Auguste approuva le parti qu’on prit d’appliquer à la peinture le jeune Quintus Pédius, d’une des premieres familles de Rome. Pline semble d’abord en vouloir tirer quelque avantage en faveur de la profession ; cependant il ajoute en même tems avec son exactitude & sa fidélité ordinaires une circonstance

qui affoiblit totalement cette idée, c’est que le jeune Pédius étoit muet de naissance. Il convient aussi qu’Antistius Labéo, qui avoit rempli des charges considérables dans l’état & qui avoit refusé le consulat qu’Auguste lui offroit, se donna un ridicule en s’attachant à faire de petits tableaux, & en se piquant d’y réussir. En un mot, l’on aimoit, l’on estimoit les ouvrages de l’art, & l’on méprisoit ceux qui en faisoient leur occupation ou même leur amusement. Il n’y a pas long-tems que l’on en usoit de même dans ce royaume pour toutes les études & les connoissances ; je doute que les grands soient bien revenus de ce préjugé.

La mort d’Auguste fut bien-tôt suivie de la décadence des arts : cependant Pline parle d’un grand-prêtre de Cybele, ouvrage de Parrhasius, & tableau favori de Tibere, estimé soixante mille sesterces (onze mille sept cent cinquante livres), que ce prince tenoit enfermé dans sa chambre à coucher, & d’un tableau cheri d’Auguste, un Hyacinthe qu’il avoit apporté d’Alexandrie, & que Tibere consacra dans le temple du même Auguste. Pline naquit au milieu du regne de Tibere, l’an 25 de Jesus-Christ, & tout ce qu’il ajoute sur la Peinture & sur les peintres pour son tems, se réduit aux remarques suivantes.

Aux deux anciennes manieres, dit-il, de travailler l’encaustique, on en a ajouté une troisieme, qui est de se servir du pinceau pour appliquer les cires qu’on fait fondre à la chaleur du feu ; comme ces peintures résistoient à l’ardeur du soleil, & à la salure des eaux de la mer, on les fit servir à l’ornement des vaisseaux de guerre ; on s’en sert même déjà, remarque-t-il, pour les vaisseaux de charge. Ces ornemens étoient en-dehors des bâtimens, suivant la force du terme latin expingimus.
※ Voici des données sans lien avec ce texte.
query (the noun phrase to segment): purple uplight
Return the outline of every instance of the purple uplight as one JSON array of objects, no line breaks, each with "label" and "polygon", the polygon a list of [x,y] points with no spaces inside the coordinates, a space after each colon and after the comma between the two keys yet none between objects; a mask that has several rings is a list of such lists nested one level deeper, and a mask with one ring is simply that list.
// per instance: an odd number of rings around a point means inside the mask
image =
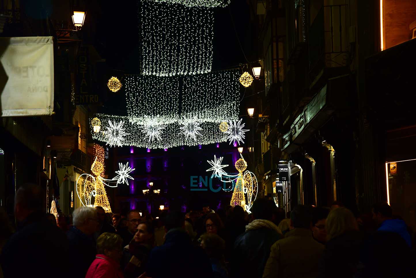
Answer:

Il nous donne une étrange idée du goût des successeurs de Tibere pour la Peinture. L’empereur Caïus voulut enlever du temple de Lanuvium, à cause de leur nudité, les figures d’Atalante & d’Hélene peintes par l’ancien Ludius ; & il l’auroit fait, si la nature de l’enduit altéré par la trop grande vétusté, ne se fût opposée à l’exécution du projet.

L’empereur Claude crut signaler son bon goût, & donner un grand air de dignité à deux tableaux d’Apelle, consacrés au public par Auguste, d’y faire effacer la tête d’Alexandre le grand, & d’y faire substituer la tête d’Auguste lui-même. Pline se plaint encore soit de pareils changemens dans des têtes de statues, changemens qui tiennent à la barbarie ; soit de la peinture des mosaïques de marbre mises à la place des tableaux, & inventées sous le même regne de Claude environ l’an 50 de Jesus-Christ.

Le regne de Néron, successeur de Claude, donna vers l’an 64, l’époque des marbres incrustés les uns dans les autres ; & l’auteur s’en plaint également comme d’un usage qui portoit préjudice au gout de la peinture ; & traite enfin d’extravagance réservée à son siecle, la folie de Néron qui se fit peindre de la hauteur de cent vingt piés romains. La toile dont les peintres ne s’étoient pas encore avisés de faire usage, fut employée alors pour la premiere fois, parce que le métal, ou même le bois n’auroient jamais pu se façonner pour un pareil tableau : il faut donc rapporter aussi à l’an 64 de Jesas-Christ l’époque de la peinture sur toile. Voyez ce mot.

Amulius, peintre romain, parut sous le regne de cet empereur. Il travailloit seulement quelques heures de la journée, & toujours avec une gravité affectée, ne quittant jamais la toge, quoique guindé sur des échaffauds. Ses peintures étoient confinées dans le palais de Néron, comme dans une prison, suivant l’expression de Pline, qui a voulu marquer par-là les inconvéniens de la fresque.